Un salto di qualità. Finalmente l’UE ora ha appreso la lezione. A fronte della crisi in atto, ha deciso una emissione comune di bond con debito a carico del bilancio comunitario [(Recovery Fund, o Next generation EU, (NXEU)].  È il salto di qualità della politica di bilancio dell’Ue ed è anche un passaggio importante per una nuova UE verso l’integrazione. Come spiegano gli esperti del settore: i fondi raccolti serviranno per stabilizzare il ciclo economico su breve termine, ma soprattutto per investimenti con una visione declinata al futuro. Che significa investimenti nelle Riforme istituzionali e nelle infrastrutture fisiche e virtuali, i cui effetti positivi, però, saranno riscontrabili sul lungo termine. Nel frattempo si potranno avere miglioramenti intermedi, progressivi. I destinatari sono quelli cui abbiamo il dovere di consegnare un mondo migliore, sono le future generazioni. Utilizziamo le parole dette nell’intervista rilasciata alla Rivista francese “Paris Match” (03/12/2020) dall’autore del libro di cui abbiamo parlato in questo articolo. Diceva il Presidente Obama: “la mia missione, io l’ho concepita pensando alla prossima generazione”. 
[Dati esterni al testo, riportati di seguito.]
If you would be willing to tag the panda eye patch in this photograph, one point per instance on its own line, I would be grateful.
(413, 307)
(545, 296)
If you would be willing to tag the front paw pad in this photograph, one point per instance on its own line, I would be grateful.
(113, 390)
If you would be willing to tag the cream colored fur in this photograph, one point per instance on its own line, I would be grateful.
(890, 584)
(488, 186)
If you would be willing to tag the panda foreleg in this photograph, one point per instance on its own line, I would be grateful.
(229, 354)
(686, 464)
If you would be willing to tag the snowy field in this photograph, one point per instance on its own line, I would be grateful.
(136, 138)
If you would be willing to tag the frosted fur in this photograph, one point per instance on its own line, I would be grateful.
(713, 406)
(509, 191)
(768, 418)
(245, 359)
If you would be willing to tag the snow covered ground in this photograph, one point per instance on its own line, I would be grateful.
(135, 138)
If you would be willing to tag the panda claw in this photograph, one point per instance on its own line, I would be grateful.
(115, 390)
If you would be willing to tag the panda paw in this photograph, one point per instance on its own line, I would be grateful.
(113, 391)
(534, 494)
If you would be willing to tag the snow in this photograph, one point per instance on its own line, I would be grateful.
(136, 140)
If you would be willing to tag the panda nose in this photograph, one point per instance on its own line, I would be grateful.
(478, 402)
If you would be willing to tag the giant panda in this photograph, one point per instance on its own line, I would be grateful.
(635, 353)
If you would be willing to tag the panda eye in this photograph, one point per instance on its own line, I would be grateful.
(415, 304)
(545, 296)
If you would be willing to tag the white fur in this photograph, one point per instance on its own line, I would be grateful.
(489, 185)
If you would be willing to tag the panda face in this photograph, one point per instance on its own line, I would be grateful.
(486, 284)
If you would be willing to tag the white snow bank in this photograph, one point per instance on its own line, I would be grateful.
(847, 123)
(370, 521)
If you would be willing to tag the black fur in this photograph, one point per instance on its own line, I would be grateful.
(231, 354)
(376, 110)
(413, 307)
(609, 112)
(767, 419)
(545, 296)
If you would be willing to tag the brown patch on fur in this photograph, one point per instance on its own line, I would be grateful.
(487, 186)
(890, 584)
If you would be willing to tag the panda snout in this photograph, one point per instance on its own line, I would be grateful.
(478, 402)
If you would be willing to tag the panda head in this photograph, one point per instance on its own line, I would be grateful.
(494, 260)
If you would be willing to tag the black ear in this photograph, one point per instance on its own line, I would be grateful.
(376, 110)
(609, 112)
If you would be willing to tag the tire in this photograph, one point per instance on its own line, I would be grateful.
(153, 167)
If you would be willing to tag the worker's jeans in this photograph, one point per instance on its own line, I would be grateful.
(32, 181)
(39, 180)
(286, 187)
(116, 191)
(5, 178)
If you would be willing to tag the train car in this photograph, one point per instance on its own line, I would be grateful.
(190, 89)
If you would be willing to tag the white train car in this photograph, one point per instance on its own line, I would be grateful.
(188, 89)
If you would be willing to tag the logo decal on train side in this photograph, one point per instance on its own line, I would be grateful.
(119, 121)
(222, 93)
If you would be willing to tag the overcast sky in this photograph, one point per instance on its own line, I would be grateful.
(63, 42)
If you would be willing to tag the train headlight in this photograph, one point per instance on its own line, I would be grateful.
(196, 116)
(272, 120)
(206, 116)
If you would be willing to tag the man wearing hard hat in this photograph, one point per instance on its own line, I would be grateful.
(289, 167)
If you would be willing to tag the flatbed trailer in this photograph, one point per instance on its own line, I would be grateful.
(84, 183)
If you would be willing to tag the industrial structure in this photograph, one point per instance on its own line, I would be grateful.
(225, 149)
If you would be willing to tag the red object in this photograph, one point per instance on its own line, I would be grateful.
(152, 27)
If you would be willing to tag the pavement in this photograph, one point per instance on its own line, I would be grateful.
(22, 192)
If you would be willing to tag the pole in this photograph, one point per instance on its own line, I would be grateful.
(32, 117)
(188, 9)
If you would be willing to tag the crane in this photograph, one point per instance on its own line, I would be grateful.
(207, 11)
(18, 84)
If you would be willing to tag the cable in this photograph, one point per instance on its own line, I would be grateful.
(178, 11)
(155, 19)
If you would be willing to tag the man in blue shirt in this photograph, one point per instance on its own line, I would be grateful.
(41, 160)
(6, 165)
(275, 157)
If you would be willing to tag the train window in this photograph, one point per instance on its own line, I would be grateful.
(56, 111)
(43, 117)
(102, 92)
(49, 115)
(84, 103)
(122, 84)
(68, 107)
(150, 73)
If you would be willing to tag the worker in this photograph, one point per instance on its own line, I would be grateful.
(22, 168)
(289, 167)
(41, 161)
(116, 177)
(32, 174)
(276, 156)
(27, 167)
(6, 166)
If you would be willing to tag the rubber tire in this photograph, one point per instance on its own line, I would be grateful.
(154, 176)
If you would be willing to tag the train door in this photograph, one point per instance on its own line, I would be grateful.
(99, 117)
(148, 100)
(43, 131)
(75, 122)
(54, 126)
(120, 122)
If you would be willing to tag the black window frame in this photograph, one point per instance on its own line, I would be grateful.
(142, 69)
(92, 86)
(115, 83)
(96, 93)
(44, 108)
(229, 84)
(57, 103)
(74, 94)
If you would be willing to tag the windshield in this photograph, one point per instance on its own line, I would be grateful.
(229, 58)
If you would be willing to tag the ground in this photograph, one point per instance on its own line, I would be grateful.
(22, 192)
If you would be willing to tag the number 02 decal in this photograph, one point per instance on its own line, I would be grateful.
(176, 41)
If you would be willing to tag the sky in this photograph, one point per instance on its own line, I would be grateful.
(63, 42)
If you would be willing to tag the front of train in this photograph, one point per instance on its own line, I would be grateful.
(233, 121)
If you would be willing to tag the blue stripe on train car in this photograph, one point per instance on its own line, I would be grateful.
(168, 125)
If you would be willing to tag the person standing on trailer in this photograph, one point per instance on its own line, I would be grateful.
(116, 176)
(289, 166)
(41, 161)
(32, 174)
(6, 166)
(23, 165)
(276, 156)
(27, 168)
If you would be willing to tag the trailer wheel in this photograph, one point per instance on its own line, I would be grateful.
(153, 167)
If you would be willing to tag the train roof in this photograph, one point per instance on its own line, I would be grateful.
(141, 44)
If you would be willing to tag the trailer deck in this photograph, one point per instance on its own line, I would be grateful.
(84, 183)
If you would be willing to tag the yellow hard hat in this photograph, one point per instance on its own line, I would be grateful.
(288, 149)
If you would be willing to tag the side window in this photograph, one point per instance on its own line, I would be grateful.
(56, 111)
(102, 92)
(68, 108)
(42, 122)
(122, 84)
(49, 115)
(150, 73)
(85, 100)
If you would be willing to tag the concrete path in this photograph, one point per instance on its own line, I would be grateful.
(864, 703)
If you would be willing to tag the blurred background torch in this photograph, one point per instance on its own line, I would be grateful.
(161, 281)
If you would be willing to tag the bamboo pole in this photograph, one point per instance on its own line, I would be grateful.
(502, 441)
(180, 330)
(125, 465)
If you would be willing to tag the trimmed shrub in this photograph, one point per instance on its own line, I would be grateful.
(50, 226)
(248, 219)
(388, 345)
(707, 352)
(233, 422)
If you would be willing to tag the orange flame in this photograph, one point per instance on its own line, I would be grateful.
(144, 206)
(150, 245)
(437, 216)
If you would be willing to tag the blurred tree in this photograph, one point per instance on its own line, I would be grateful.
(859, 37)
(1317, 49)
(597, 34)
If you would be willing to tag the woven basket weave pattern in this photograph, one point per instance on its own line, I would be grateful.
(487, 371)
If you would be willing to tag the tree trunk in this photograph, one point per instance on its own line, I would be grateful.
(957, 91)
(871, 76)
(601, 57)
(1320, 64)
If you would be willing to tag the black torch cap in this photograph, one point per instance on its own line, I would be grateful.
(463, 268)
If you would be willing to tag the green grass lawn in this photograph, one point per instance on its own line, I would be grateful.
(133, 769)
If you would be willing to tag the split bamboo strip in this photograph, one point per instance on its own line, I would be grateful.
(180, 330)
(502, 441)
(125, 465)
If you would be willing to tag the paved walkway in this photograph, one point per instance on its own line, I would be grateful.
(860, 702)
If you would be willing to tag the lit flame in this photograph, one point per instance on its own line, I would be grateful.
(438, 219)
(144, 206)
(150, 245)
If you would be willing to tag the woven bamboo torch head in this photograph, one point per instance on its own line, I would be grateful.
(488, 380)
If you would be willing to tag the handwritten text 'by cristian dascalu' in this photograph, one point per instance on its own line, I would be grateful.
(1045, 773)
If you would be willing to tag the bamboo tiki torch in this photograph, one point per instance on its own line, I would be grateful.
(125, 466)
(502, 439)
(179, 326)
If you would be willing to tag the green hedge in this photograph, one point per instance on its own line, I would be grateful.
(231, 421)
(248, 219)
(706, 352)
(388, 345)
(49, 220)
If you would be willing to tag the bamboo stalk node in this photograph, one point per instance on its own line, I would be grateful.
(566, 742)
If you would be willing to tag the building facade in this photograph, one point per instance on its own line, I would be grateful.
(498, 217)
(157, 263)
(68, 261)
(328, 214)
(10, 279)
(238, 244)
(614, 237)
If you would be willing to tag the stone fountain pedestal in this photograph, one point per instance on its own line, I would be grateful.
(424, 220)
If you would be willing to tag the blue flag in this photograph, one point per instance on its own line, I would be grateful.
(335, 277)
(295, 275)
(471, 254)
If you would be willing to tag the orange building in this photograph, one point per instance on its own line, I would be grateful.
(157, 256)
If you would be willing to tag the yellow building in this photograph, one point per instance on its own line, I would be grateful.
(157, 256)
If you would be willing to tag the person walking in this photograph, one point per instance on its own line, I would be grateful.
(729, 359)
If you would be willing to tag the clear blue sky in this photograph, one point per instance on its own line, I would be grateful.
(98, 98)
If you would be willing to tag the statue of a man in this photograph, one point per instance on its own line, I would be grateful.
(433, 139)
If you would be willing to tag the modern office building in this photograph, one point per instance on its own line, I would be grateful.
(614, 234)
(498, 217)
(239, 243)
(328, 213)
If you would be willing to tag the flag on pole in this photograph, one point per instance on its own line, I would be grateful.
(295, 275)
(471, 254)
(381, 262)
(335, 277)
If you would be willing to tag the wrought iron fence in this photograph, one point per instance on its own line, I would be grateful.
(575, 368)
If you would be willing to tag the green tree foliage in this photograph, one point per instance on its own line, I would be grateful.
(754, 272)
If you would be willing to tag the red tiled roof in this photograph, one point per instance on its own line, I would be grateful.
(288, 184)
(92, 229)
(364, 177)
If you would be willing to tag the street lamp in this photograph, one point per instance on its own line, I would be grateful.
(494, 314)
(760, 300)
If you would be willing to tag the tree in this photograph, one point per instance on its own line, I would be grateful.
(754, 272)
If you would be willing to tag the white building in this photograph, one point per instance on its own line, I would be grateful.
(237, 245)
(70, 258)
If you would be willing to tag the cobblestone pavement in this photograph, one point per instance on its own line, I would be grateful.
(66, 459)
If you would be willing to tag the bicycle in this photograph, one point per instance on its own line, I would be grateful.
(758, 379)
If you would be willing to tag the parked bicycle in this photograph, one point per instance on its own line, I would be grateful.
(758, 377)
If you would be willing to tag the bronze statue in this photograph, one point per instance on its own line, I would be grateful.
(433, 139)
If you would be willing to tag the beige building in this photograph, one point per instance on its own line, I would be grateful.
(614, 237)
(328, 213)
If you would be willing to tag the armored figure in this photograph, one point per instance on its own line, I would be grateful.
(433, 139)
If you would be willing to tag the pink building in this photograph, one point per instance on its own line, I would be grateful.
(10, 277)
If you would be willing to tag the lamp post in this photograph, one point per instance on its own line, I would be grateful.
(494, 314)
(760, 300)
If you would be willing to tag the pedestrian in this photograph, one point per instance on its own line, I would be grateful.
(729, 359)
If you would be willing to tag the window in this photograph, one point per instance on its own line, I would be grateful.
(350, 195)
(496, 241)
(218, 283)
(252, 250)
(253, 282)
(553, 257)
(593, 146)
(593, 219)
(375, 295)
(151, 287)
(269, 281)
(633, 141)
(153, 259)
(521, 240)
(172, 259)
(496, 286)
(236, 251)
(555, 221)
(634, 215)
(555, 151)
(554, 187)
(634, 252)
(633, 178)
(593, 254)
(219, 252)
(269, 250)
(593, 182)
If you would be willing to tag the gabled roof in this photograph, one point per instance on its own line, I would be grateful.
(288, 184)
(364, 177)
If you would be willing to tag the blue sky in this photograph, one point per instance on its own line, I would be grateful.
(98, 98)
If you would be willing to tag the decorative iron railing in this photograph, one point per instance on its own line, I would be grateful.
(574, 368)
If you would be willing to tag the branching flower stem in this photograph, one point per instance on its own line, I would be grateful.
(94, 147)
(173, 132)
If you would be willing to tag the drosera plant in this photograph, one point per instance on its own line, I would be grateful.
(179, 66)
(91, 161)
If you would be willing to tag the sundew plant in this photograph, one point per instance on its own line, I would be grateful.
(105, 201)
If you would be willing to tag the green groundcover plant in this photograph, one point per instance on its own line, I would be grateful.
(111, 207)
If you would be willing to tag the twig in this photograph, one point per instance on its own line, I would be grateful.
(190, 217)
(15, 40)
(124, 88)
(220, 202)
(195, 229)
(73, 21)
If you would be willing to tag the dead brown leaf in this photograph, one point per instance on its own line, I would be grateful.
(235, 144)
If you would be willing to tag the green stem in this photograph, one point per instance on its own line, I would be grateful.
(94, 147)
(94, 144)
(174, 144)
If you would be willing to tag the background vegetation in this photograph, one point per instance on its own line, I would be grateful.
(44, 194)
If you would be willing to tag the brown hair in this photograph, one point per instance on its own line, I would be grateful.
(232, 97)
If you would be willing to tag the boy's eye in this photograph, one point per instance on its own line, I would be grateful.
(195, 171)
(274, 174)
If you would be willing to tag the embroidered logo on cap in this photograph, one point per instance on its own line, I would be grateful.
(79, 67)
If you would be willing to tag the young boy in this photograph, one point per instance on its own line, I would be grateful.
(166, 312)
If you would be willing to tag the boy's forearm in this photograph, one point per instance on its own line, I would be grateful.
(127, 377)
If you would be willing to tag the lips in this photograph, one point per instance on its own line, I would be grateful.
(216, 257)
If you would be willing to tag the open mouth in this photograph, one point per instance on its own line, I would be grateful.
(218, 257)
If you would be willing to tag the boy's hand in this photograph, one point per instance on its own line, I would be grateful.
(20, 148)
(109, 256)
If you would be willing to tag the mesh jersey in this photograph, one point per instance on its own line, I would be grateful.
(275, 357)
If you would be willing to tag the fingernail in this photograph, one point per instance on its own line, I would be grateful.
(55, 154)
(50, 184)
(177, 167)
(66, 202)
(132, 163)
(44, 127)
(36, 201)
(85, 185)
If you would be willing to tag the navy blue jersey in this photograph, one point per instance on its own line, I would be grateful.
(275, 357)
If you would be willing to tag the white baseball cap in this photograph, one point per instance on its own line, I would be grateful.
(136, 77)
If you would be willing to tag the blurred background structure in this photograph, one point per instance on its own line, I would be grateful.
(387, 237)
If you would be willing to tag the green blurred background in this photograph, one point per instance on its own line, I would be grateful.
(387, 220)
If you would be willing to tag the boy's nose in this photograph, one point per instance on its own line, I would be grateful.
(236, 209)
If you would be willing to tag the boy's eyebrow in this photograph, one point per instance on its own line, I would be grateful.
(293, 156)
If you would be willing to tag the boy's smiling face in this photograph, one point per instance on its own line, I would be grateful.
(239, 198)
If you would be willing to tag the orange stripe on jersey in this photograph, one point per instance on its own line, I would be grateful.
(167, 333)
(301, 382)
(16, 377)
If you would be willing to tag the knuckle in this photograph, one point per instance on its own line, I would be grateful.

La prossima generazione europea, dunque,“Next Generation EU”, è l’obiettivo già definito nel titolo dello strumento finanziario europeo. Nello stesso ambito si colloca il “Piano nazionale di ripresa e resilienza” (PNRR), il piano italiano contenente il pacchetto complessivo d’interventi per una spesa di 222 miliardi. Spesa formata da 191,4 miliardi provenienti dal NXEU vero e proprio (138,5 per nuovi progetti e 53 per sostituire coperture di progetti già in essere), dall’altro 30,06 provenienti dal Fondo complementare alimentato con lo scostamento di bilancio in cui dovranno confluire i progetti “esclusi” dal Piano. (Per dettagli v. Tab.). A questi finanziamenti si aggiungeranno ulteriori 26 miliardi da destinare alla realizzazione di opere specifiche: Ferrovie Alta Velocità Salerno-Reggio Calabria; attraversamento di Vicenza relativo alla linea ad Alta Velocità Milano-Venezia e reintegro delle risorse del Fondo sviluppo e coesione, utilizzate nell’ambito del dispositivo europeo per il potenziamento dei progetti ivi previsti per 15,5 miliardi. Una previsione di spesa per un totale di 248 miliardi. A tali risorse, si aggiungono poi quelle rese disponibili dal programma REACT-EU (Recovery Assistance for Cohesion and the Territories of Europe) che verranno spese negli anni 2021-2023.